Organizations can implement fairness monitoring by establishing evaluation frameworks that test tokenization and embedding quality across diverse demographic groups, implementing regular bias audits using tools like the Word Embedding Association Test, and creating feedback mechanisms that allow affected communities to report problematic system behaviors for continuous improvement.

How Can Airbyte Enhance Your Tokenization and Embedding Workflows?

AI models like LLMs (Large Language Models) are trained on vast amounts of data, enabling them to answer a wide range of questions across various topics. However, when it comes to extracting information from proprietary data, LLMs can be limited and lead to inaccuracies. In such cases, consider leveraging Airbyte, a no-code data integration and replication platform.

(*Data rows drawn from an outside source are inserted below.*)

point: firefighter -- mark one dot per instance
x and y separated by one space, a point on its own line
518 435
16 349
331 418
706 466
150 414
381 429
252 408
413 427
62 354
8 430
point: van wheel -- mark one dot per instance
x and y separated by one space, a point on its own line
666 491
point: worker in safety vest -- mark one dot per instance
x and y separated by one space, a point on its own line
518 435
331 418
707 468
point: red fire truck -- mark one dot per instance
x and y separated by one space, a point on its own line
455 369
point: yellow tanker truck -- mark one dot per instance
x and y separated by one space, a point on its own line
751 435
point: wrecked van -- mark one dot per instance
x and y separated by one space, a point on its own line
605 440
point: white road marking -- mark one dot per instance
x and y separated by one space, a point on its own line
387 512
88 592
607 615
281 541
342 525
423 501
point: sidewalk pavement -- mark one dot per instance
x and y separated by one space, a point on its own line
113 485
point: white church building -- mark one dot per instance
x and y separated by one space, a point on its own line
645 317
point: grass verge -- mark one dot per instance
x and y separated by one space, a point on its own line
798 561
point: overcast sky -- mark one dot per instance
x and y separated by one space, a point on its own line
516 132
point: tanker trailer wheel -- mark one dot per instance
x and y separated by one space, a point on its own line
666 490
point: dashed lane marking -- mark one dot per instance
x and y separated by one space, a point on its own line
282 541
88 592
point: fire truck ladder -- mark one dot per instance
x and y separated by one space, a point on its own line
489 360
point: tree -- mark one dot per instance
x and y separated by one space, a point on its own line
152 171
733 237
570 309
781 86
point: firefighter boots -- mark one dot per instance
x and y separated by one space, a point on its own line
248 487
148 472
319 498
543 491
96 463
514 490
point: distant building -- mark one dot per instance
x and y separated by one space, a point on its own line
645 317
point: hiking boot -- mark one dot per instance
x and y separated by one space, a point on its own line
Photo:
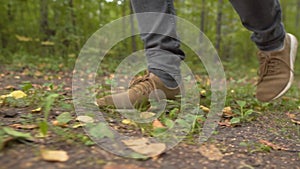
276 70
139 92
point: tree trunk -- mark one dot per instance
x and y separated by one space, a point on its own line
203 13
133 41
298 15
202 20
72 15
44 26
219 25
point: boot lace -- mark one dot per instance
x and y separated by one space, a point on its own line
143 84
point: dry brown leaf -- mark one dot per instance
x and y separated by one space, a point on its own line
227 112
147 115
18 94
157 124
205 109
272 145
121 166
57 123
85 119
295 121
37 110
293 118
225 123
211 152
144 147
24 126
128 122
54 155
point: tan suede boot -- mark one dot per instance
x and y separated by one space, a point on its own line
139 92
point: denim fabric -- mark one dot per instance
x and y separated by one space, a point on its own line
262 17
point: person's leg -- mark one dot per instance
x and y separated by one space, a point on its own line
263 18
158 31
162 47
277 49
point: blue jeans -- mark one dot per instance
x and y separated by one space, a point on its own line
262 17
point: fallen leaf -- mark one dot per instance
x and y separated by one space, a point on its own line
64 118
57 123
54 155
144 147
75 126
47 43
128 122
23 38
85 119
10 87
24 126
205 109
272 145
225 123
211 152
295 118
157 124
203 92
121 166
37 110
147 115
227 112
18 94
17 134
295 121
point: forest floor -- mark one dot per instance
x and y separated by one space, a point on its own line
270 140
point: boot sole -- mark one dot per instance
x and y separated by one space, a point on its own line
293 53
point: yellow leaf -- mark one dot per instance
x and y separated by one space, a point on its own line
85 119
205 109
18 94
48 43
54 155
203 92
25 126
227 112
128 122
37 110
23 38
157 124
211 152
144 147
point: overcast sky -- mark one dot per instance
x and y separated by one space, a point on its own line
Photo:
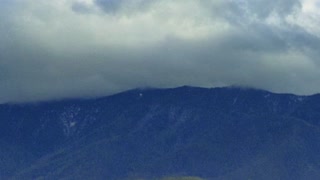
87 48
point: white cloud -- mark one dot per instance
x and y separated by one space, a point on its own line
76 48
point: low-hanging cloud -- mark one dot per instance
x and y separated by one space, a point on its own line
87 48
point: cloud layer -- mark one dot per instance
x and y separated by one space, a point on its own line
87 48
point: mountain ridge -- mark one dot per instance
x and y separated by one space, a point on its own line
210 133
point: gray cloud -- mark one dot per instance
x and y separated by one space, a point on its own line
86 48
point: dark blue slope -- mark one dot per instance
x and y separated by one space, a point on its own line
213 133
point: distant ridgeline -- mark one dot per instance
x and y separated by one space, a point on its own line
219 133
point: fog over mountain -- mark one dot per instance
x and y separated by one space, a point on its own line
88 48
214 134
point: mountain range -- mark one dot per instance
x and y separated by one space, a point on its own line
209 133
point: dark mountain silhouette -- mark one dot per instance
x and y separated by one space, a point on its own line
219 133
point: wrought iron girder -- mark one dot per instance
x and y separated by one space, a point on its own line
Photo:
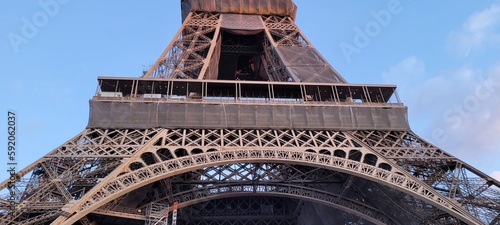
189 50
309 194
140 177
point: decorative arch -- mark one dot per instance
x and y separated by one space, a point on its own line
284 190
135 179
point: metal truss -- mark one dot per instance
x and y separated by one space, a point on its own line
192 47
249 176
98 166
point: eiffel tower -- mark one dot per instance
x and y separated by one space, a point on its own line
241 121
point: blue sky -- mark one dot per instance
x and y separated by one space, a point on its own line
443 55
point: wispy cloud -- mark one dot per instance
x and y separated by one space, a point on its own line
456 109
479 32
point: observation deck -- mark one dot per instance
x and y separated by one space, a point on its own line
176 103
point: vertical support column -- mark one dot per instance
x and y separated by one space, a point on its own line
174 214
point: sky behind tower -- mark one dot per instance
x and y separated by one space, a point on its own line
443 55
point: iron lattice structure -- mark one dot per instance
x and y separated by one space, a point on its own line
241 121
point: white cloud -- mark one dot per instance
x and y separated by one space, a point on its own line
458 102
480 31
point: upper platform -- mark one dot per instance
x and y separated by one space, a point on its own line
259 7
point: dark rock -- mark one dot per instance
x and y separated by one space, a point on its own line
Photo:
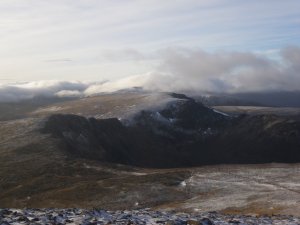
206 221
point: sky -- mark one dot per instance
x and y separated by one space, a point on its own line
144 41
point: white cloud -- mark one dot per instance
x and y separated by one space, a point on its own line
183 69
35 32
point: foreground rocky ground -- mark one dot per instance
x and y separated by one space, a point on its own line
142 216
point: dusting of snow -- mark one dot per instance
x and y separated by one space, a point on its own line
222 113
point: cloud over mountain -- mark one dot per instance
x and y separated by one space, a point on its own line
181 69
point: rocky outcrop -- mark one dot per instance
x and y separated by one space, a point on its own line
184 133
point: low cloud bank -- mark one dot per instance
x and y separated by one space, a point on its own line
183 70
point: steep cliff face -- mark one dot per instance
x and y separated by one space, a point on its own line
183 133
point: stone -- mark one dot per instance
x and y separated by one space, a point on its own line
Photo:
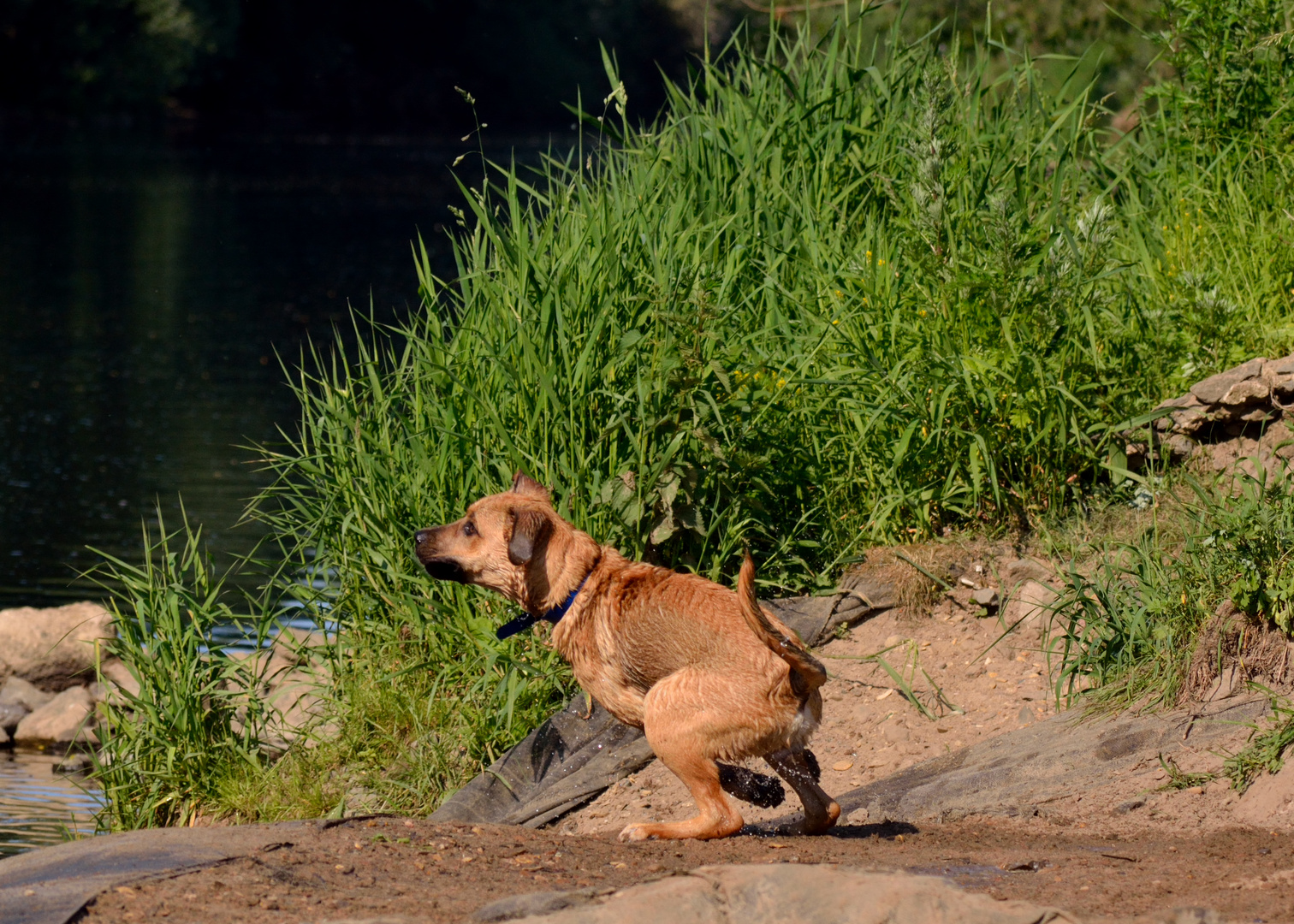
55 648
801 891
1183 404
1180 448
1025 570
1030 770
1279 370
63 720
1213 388
1250 391
10 714
1030 607
531 903
20 693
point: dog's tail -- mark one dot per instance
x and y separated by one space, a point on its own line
806 671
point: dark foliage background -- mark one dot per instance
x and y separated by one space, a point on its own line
333 65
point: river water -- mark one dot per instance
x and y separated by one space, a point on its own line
146 290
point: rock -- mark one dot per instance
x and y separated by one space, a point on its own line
1180 448
55 648
1213 388
531 903
18 693
1030 607
1028 772
62 720
1025 570
1268 803
73 762
805 893
1250 391
10 714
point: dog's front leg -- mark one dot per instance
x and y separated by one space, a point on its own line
798 767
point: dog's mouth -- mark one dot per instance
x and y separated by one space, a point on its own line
445 570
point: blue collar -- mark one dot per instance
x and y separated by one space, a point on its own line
525 620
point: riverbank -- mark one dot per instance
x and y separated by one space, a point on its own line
406 870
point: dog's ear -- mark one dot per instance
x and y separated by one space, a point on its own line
528 487
531 530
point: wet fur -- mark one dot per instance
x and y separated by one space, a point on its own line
705 672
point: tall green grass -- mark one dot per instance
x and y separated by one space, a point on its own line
836 294
199 714
1129 619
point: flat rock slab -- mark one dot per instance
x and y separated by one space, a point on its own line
52 884
774 894
575 755
1020 773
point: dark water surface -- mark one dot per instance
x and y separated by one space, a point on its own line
144 292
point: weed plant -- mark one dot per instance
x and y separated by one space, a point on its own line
836 294
197 714
1129 624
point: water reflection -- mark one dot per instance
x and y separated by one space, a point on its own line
144 292
39 807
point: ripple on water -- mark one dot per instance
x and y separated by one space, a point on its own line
39 807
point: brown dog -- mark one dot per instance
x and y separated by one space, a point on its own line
705 673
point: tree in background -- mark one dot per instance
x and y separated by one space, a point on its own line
1236 65
330 65
92 57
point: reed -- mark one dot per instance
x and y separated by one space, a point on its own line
838 293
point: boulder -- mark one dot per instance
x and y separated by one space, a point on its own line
1030 608
10 716
1227 421
53 649
62 720
787 891
1214 388
23 696
1034 770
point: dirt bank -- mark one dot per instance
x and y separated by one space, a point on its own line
411 870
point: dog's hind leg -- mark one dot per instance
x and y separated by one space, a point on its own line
676 724
798 767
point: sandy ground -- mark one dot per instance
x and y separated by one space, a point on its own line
394 870
870 730
1116 852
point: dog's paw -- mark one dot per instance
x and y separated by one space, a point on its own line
636 832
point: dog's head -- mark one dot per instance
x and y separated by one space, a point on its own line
511 542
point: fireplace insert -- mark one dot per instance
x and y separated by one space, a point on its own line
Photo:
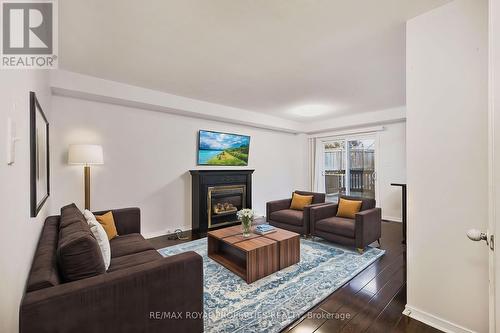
223 202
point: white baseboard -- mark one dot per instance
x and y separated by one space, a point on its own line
169 230
434 321
392 219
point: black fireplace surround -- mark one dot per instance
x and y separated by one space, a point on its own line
217 195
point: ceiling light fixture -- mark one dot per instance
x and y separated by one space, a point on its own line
312 110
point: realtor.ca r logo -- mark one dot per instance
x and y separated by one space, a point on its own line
29 34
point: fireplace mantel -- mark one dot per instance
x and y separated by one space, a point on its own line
204 181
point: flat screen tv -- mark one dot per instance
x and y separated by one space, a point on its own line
215 148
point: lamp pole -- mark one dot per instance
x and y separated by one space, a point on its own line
86 171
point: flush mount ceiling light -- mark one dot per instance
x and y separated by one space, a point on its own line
312 110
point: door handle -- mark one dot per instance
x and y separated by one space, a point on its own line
476 236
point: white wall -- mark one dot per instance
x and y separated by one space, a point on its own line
20 233
447 86
148 155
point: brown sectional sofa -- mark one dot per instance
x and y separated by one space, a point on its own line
136 294
279 214
365 229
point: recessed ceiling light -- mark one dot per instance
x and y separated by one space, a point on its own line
312 110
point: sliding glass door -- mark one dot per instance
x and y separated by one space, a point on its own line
349 167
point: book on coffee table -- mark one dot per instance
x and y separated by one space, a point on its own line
264 229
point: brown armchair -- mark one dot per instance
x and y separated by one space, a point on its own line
279 214
365 229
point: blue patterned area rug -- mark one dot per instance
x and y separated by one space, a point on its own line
272 303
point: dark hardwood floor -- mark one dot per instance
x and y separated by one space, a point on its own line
373 301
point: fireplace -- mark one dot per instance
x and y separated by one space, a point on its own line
223 204
217 195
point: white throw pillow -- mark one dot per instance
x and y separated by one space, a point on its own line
101 237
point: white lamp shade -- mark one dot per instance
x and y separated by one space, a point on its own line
85 154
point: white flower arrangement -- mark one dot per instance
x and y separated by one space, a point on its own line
246 214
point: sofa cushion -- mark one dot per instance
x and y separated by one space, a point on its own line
44 272
79 257
337 225
288 216
129 244
300 201
70 214
100 236
78 254
348 208
367 203
133 260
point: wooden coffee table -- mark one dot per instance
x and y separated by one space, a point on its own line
256 256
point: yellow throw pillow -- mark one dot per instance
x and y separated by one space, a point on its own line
108 223
300 201
348 208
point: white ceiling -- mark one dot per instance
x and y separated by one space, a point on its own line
297 59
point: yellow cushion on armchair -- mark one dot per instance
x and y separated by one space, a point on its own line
108 223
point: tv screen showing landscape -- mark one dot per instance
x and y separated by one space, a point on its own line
216 148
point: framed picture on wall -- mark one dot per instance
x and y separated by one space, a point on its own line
39 159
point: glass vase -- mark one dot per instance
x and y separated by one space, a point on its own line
246 225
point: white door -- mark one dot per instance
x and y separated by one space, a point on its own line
494 168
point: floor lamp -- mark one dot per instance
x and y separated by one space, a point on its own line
86 155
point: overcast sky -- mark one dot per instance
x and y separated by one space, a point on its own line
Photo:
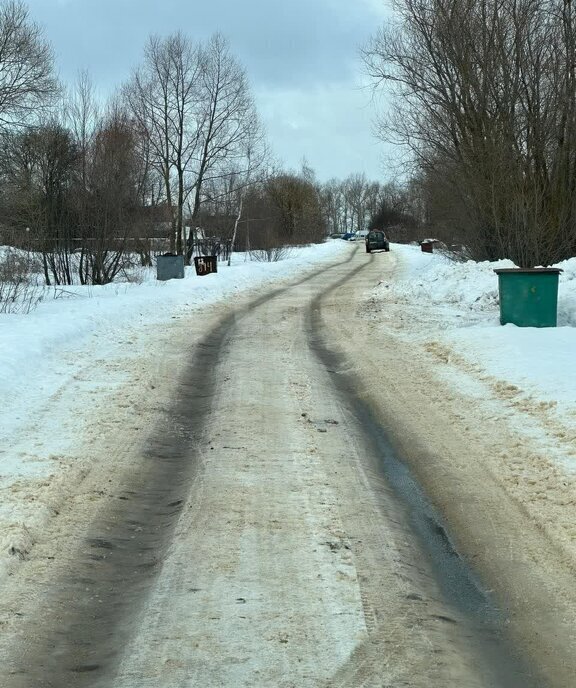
301 57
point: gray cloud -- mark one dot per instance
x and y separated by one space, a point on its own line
301 57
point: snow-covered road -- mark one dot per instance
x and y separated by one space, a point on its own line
493 446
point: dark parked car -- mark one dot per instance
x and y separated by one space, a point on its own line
376 240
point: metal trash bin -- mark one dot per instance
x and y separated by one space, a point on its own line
169 266
205 264
528 296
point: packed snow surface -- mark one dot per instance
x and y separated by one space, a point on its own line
457 303
71 350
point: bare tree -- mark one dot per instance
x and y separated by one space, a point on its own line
486 104
230 135
27 83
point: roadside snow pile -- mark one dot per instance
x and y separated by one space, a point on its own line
435 280
67 315
567 293
452 308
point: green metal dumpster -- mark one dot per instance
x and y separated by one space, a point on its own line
528 296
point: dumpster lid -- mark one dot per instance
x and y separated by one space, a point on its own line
498 271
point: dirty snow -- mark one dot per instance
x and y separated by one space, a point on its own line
452 309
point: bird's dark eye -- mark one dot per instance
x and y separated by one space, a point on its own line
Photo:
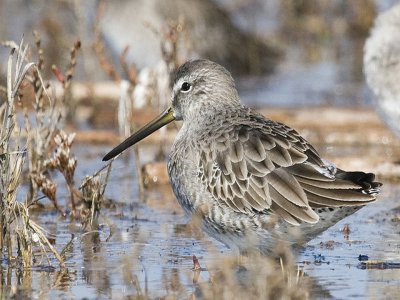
186 86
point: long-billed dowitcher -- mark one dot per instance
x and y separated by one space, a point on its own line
238 170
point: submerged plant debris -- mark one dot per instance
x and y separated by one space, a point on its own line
73 227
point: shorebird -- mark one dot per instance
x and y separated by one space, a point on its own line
247 178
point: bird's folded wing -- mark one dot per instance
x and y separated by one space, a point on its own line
271 168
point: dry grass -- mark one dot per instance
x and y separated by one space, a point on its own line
20 234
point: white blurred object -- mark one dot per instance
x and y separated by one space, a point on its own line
144 90
382 66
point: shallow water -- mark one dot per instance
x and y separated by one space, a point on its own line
146 248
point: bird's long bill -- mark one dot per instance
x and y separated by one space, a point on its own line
163 119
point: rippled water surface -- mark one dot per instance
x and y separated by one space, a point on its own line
142 247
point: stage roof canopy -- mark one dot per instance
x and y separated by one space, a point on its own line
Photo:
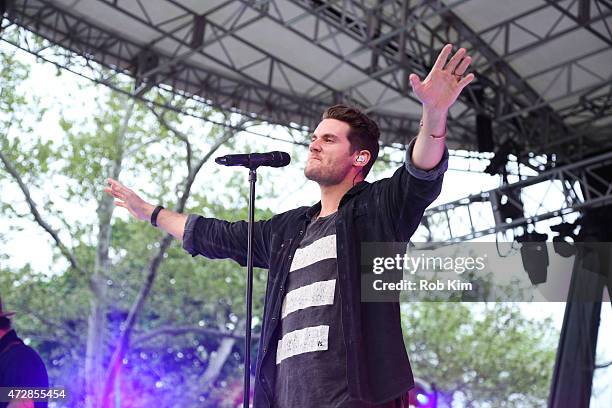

Airbyte allows you to integrate data from all sources into a target system using its 600+ pre-built connectors. If no existing connector meets your needs, you can build a new one with basic coding knowledge through its CDK feature.

Airbyte

Airbyte also supports RAG-based transformations, like LangChain-powered chunking and OpenAI-enabled embeddings. This simplifies the data integration process and enables LLMs to produce more accurate, relevant, and up-to-date text.

Key Features of Airbyte

  • Modern Generative-AI workflows: Load unstructured data into vector databases such as Pinecone, Milvus, and Weaviate for efficient similarity search.
  • Efficient Data Transformation: Integrate with dbt to create custom transformations in your pipelines.
  • Developer-Friendly Pipelines: Use the open-source PyAirbyte Python library to programmatically connect to connectors.
  • Data Synchronization: Change Data Capture (CDC) tracks source updates and replicates them to your destination.
  • Open-Source Foundation: Deploy Airbyte locally or on a VM with the open-source edition while maintaining enterprise-grade security and governance capabilities.
  • Enterprise-Grade Security: TLS/HTTPS encryption, SSH tunneling, RBAC, credential management, plus ISO 27001 and SOC 2 Type II compliance for production deployments.

Summary

Tokenization and embeddings are essential steps in processing text for machine-learning workflows. While tokenization provides structure, embedding offers a way to represent that structure numerically, enabling models to understand context and nuance. Together, they enhance the performance of models that interpret and generate human language.

What Are Common Questions About Tokenization and Embeddings?

What is the difference between tokens and embeddings?

Tokens are individual units of text (words, subwords, or characters). Embeddings are numerical representations of those tokens that capture semantic meaning.

Should you tokenize before embedding?

Yes. Tokenization must be performed before embedding because embeddings operate on tokens.

Is tokenization the same as word embedding?

No. Tokenization breaks text into units, whereas word embedding converts those units into vectors.

What is the difference between vectorization and tokenization?

Vectorization counts word frequencies; tokenization splits text into tokens.

What is the difference between token and tokenization?

A token is a unit of text; tokenization is the process of splitting text into tokens.

What is tokenization in NLP?

Tokenization in NLP divides large paragraphs or sentences into smaller chunks (words, subwords, or characters) for analysis.